Стюардесса-трутень раскрыла на щеках жаберные щели, и они характерно затрепетали, распыляя некий токсин. По салону сейчас же пошел удушливый и сладковатый запах меда.
— Вот почему! — крикнул я Козетте, делая острожный шаг вперед. — Только стронгилодон от лица не убирай! Начнешь засыпать — ешь его! Правда, от него околеть можно!
— «Коколеть»? — растерянно переспросила Козетта, неверяще посмотрев на цветок в руке. — А, поняла: сдохну, как говорят русские! В протоколе об этом еще была смешная такая пометка! — И она жадно принюхалась к стронгилодону.

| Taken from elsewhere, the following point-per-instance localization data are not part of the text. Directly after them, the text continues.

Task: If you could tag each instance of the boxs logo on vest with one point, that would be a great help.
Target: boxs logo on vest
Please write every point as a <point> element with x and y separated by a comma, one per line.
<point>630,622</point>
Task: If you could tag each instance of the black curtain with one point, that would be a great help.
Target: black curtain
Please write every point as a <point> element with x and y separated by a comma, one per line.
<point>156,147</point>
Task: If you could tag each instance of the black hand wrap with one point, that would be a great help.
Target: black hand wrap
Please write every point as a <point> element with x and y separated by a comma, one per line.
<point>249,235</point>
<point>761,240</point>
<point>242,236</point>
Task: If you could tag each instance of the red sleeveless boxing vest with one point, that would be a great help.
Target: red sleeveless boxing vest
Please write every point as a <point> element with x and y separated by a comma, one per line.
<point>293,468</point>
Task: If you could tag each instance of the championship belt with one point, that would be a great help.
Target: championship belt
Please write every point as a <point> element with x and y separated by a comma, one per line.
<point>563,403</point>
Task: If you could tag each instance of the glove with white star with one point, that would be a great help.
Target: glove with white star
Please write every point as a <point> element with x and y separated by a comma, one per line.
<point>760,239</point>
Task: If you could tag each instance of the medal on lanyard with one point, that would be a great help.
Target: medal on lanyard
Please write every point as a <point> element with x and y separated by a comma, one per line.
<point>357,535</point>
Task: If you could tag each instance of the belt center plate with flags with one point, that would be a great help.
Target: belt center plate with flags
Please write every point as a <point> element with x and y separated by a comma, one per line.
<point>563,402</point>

Пассажиры тем временем притихли, обмякли — и безмятежно потеряли сознание. Я со странным безразличием посмотрел на захрапевшего толстяка, чей открытый рот по-детски выдул пузырь из слюны, и с удивлением почувствовал, как мои веки многократно потяжелели, словно на них оказалось по свинцовой капле.

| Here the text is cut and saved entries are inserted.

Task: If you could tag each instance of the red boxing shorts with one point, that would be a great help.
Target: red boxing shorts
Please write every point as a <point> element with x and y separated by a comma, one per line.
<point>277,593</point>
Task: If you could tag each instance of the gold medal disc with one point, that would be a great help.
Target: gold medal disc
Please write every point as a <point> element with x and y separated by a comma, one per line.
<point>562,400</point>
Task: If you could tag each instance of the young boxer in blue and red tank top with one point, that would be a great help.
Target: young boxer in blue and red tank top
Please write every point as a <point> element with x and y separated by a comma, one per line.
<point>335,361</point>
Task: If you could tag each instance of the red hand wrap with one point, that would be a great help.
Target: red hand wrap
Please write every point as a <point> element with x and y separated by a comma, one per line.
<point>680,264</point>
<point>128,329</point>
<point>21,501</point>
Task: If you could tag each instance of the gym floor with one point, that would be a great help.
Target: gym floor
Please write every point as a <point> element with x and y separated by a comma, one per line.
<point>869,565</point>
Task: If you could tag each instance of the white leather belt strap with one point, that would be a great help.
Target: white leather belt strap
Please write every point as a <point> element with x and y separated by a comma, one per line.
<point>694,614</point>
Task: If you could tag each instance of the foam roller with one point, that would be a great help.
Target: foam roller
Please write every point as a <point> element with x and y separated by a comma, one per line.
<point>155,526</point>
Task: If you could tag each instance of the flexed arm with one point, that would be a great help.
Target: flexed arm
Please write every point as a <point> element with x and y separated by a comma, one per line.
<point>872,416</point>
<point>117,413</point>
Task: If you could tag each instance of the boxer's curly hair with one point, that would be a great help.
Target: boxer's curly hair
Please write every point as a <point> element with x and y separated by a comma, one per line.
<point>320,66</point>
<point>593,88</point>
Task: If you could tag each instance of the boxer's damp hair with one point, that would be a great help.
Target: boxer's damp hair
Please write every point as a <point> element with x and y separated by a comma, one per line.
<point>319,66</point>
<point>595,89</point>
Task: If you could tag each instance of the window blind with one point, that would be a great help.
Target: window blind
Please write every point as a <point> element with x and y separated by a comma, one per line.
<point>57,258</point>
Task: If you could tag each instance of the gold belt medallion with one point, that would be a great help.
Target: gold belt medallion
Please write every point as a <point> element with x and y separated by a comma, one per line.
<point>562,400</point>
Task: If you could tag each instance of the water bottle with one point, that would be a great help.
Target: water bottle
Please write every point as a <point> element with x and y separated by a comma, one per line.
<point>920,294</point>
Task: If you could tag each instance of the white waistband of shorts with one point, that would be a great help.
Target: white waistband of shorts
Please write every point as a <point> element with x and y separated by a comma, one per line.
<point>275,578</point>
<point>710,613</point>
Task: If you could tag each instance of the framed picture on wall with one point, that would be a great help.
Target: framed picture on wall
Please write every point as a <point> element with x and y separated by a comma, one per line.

— Глупый цветик не помогает!.. — вяло ужаснулся я.
Неожиданно двигатели самолета обиженно взвыли, а сам он начал уходить в ленивое пике. Нас тряхнуло, и несколько пассажиров безвольно ударилось об потолок. Меня, в свою очередь, швырнуло вперед — прямиком в объятия стюардессы-трутня, проворно поймавшей меня за уши. Стюардесса-трутень цыкнула — и потянула мои уши в разные стороны.
— Ай-ай-ай! Блин, п-пусти! — растерянно прохрипел я, роняя пакетик со стронгилодоном. — Г-г… гах… гадина! Да я тебе сейчас сам… с-с-сам…

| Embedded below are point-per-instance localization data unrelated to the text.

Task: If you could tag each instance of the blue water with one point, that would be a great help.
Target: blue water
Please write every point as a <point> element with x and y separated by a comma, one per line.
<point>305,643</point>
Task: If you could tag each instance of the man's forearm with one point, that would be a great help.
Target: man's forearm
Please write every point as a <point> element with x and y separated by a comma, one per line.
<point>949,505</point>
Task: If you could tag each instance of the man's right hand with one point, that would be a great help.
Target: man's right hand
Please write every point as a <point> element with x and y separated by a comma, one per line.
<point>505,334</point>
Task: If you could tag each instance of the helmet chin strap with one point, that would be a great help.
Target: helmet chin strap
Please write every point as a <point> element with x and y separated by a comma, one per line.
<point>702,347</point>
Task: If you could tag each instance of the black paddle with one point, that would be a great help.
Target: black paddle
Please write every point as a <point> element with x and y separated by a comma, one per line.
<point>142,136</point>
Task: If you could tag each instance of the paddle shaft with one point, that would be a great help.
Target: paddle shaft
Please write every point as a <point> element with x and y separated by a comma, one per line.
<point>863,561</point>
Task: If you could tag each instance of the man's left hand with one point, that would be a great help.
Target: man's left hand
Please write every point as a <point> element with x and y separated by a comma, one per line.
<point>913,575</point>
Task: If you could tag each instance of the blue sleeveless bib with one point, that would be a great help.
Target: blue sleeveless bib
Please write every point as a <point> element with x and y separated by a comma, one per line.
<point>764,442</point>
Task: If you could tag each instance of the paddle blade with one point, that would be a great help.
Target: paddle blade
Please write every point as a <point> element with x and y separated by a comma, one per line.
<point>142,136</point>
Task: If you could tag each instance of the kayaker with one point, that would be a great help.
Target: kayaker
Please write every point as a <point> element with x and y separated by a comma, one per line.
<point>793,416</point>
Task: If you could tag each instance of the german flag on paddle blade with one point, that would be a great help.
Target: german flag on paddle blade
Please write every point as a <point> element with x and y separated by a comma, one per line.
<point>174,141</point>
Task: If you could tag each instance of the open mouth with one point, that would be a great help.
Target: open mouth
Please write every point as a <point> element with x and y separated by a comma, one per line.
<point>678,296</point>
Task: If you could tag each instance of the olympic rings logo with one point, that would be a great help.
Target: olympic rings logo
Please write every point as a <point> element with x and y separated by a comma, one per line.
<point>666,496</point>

Пытаясь сделать стюардессе-трутню что-нибудь неприятное, я глупо схватил ее за мандибулы и постарался их с корнем выломать. Стюардесса-трутень на миг замерла — а затем с аппетитом клацнула своим кошмарным вторым ртом.
— Нгра-а-а-а-ах!.. Хах!.. Отвали, псица самолетная! О-о-отвали-и-и! — заорал я, видя, как из-под чудовищного подбородка стюардессы-трутня побежала кровь из моих прокушенных рук.
Я разозленно зашипел и принялся осатанело дергать ее за мандибулы — словно за заклинившие рычажки. Несколько секунд я просто нелепо боролся, пытаясь спасти свои уши и руки, — пока стюардесса-трутень ехидно не выдохнула мне в лицо токсин через присвистнувшие щеки.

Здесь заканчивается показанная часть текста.